By Katrin on Donnerstag, 21. Januar 2016
Category: archaeology

Grand Challenges in Archaeology

Doug is running a blogging archaeology carnival again - asking about the Grand Challenges of Archaeology, and I promised him an article. So here you go: these are the Grand Challenges to my archaeology.

First, and biggest, challenge for me? Logistics. Since I'm a freelancer, I have limits to how much money and how much time I can spend on a project. Whether that is a reconstruction project, an experiment, or an article, my ressources are limited. When I am really lucky, I get paid to do some research on a specific topic (or at least paid for a reconstruction project so I can cover part of the research time from that payment), but usually, it's on my own time and bank account.

There is, technically, the possibility to apply for grants, but since I've had few positive experiences with grants yet, and it is usually much easier to get them when you have a network based on a Uni, museum, or similar institution, I haven't spent a lot of time on applications recently. It boils down to time again, here - sometimes I have to struggle to keep up with all the absolutely necessary things like sending out orders, keeping the shop pages updated and conforming to the legal shenanigans the EU likes to toss at us, blogging and then doing the work on current projects. With that, I might not have the time or the energy left for much more.

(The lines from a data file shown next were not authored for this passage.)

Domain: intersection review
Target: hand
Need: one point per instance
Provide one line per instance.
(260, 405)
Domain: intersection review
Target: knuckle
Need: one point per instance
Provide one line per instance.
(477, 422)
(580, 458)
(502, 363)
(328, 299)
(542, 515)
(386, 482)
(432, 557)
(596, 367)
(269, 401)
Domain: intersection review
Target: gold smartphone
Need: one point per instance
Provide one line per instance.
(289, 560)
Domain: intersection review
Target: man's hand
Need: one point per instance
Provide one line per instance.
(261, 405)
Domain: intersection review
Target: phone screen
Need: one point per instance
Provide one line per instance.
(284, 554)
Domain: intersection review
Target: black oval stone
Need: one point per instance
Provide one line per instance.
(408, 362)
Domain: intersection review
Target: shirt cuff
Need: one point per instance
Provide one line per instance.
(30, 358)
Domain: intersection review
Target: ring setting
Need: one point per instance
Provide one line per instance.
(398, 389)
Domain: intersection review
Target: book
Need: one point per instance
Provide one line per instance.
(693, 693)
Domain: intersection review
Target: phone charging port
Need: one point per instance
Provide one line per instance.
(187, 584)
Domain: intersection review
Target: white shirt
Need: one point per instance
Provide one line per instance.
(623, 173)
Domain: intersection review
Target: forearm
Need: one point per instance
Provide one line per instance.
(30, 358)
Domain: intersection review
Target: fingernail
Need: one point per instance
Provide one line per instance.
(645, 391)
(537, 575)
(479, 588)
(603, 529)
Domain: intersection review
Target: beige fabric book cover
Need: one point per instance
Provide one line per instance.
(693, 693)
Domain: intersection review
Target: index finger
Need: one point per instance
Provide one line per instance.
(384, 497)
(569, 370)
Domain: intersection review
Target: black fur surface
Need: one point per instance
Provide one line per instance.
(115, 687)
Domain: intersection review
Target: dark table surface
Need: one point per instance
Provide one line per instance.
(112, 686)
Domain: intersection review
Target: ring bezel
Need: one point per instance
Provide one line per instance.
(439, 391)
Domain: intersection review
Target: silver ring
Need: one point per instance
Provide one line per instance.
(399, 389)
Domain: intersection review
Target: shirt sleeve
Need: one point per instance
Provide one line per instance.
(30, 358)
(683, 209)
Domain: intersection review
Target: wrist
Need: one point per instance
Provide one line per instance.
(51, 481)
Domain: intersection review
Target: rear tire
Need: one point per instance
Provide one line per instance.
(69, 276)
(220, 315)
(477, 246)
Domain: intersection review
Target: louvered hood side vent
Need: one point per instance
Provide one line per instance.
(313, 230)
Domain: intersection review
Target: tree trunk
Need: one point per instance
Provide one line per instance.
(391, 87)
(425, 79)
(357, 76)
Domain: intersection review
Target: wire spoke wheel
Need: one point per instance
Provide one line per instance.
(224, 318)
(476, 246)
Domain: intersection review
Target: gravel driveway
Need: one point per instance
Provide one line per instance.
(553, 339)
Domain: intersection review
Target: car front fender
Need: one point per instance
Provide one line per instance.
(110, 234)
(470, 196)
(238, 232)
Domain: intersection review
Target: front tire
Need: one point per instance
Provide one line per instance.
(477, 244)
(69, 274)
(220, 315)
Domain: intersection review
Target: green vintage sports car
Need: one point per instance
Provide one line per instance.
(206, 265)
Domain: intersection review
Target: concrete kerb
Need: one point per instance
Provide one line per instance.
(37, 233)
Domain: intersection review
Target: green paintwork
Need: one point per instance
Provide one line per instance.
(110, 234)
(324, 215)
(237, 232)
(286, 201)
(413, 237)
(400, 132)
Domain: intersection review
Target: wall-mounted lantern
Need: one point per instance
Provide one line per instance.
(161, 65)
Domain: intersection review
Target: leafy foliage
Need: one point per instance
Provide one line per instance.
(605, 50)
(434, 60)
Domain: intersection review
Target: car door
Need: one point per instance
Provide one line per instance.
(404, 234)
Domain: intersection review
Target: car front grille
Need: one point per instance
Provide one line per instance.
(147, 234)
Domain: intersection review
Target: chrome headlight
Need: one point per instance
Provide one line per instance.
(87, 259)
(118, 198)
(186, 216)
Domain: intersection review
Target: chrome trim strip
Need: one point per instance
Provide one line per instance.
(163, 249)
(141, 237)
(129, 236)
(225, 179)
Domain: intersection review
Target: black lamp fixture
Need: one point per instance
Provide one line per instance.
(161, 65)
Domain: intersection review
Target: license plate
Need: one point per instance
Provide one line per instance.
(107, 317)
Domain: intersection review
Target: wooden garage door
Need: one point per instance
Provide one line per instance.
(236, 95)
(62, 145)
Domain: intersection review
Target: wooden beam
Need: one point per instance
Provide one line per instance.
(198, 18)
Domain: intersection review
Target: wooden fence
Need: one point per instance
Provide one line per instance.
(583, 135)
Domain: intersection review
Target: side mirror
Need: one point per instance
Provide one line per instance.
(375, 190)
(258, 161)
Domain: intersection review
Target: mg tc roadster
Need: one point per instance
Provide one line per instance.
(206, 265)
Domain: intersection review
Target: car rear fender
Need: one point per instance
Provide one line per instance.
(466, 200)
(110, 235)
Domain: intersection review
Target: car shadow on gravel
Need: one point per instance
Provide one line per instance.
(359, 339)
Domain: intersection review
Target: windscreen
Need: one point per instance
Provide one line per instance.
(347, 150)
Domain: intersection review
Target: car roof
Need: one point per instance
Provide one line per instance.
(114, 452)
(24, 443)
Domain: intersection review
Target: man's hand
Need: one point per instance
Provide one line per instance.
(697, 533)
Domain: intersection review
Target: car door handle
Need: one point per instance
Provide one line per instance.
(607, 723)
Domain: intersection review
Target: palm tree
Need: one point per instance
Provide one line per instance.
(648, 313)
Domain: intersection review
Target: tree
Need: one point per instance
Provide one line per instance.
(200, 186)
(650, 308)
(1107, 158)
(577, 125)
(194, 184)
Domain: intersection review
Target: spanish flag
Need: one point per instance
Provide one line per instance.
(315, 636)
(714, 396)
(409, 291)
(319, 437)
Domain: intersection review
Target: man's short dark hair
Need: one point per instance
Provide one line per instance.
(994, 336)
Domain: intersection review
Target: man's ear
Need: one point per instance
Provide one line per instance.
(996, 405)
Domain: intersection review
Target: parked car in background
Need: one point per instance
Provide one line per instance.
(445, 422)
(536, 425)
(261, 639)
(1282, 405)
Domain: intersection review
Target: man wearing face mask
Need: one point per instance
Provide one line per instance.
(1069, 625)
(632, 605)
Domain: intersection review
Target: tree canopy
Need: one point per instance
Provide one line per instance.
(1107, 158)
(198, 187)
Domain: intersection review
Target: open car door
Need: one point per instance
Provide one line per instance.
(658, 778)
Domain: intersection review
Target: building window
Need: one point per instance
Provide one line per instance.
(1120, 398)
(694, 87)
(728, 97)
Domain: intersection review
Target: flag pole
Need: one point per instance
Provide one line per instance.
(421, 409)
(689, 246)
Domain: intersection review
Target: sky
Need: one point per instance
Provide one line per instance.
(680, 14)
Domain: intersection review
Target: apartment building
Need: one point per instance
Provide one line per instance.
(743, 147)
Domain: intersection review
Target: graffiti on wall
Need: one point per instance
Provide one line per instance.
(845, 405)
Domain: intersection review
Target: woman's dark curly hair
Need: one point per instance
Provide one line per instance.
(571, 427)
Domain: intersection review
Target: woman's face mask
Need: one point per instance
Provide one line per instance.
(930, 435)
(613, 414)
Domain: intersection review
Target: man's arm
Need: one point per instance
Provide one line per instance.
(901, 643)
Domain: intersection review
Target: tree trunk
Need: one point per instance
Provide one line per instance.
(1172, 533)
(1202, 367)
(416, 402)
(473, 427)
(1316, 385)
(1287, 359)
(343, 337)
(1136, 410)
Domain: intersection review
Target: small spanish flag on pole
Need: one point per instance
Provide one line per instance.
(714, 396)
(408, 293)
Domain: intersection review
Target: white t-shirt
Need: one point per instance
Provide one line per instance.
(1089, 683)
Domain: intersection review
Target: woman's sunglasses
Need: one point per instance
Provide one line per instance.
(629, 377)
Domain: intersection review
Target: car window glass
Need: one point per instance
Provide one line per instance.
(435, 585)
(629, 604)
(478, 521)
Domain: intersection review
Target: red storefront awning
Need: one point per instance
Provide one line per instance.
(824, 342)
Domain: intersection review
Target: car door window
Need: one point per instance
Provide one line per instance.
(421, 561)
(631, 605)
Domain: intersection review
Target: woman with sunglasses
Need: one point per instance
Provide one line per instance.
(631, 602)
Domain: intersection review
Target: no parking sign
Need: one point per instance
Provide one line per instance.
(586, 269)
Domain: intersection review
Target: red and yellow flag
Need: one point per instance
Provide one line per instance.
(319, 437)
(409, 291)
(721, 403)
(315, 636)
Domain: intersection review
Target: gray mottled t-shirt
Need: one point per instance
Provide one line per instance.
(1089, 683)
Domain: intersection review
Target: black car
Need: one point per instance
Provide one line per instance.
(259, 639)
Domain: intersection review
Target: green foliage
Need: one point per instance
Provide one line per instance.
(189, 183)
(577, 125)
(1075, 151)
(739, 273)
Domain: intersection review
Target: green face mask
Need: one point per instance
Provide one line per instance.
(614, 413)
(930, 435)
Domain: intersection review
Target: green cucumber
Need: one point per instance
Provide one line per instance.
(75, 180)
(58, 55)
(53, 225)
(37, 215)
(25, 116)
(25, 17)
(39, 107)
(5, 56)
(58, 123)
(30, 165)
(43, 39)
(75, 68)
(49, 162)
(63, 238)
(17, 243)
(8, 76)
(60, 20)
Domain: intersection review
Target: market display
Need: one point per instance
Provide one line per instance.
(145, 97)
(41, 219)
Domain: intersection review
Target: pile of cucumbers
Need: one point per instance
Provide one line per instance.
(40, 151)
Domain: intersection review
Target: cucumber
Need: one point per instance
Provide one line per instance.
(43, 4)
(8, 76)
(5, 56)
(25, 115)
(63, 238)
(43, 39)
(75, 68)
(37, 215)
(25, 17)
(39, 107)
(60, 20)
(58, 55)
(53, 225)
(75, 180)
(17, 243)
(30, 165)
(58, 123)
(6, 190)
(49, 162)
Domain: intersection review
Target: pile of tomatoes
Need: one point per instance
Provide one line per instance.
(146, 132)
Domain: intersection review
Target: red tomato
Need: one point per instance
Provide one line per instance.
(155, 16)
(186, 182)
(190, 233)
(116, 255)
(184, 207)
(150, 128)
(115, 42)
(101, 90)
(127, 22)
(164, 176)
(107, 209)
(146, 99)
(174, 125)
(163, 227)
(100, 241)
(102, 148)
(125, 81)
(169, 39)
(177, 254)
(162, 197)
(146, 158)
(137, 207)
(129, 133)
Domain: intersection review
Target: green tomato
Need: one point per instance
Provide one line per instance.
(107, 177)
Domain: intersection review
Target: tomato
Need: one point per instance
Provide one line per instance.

This is just me, however - it's not directly related to archaeological textiles. One of the Great Challenges there, generally, is that there is so little data available. Textiles are very perishable, and conserving, analysing and publishing them is quite expensive (as it takes a really, really long time to microclean an archaeological textile, and analyse it, and thus it is a pricey thing), which means that by far not all textiles that are preserved are actually analysed and published. With finds that are not frequent in the first place, this does seriously cut down on our possibilities - and skews our understanding of how textiles looked, because the things that do get published are obviously the spectacular pieces.

A second Great Challenge? Terminology. This is a veritable quagmire. We have pictures, we have medieval terms, we have (very few) surviving textiles and garments... but we have no possibility, usually, to firmly link one clothing term to a type found or shown in the pictures. In addition, costuming history has traditionally taken specific old terms and uses them to address certain types of clothes or textiles, though this might be misleading, or even wrong. There's a German term, "Sendelbinde", that has been used with the meaning of "hood" or "chaperon", but the term is not medieval - it originates in early costume history, in the 19th century, and was first used to mean a hat band. If you're looking at stitches in sewing, there's so much variation in modern terms (and so much inaccuracy) even within a single language. It gets even worse when you try to translate things. At least this problem can be solved easily, even if it looks a little awkward, by inserting a schematic drawing in the article or paper, showing which stitch is meant by what term. The other problem is harder; for me, I'm solving it by trying to use modern, general terms for specific types of garments.

These are, for me, the biggest issues - a third one is the fact that it is not easy to find all the (small) publications about clothes, garment fragments, or textile finds, as they are typically written in the language of the country they were found in, and often published in small, hard-to-find journals or books with a small print run. But if we could conquer the problem of money and the problem of terminology, so much of textile or garment research would be made easier.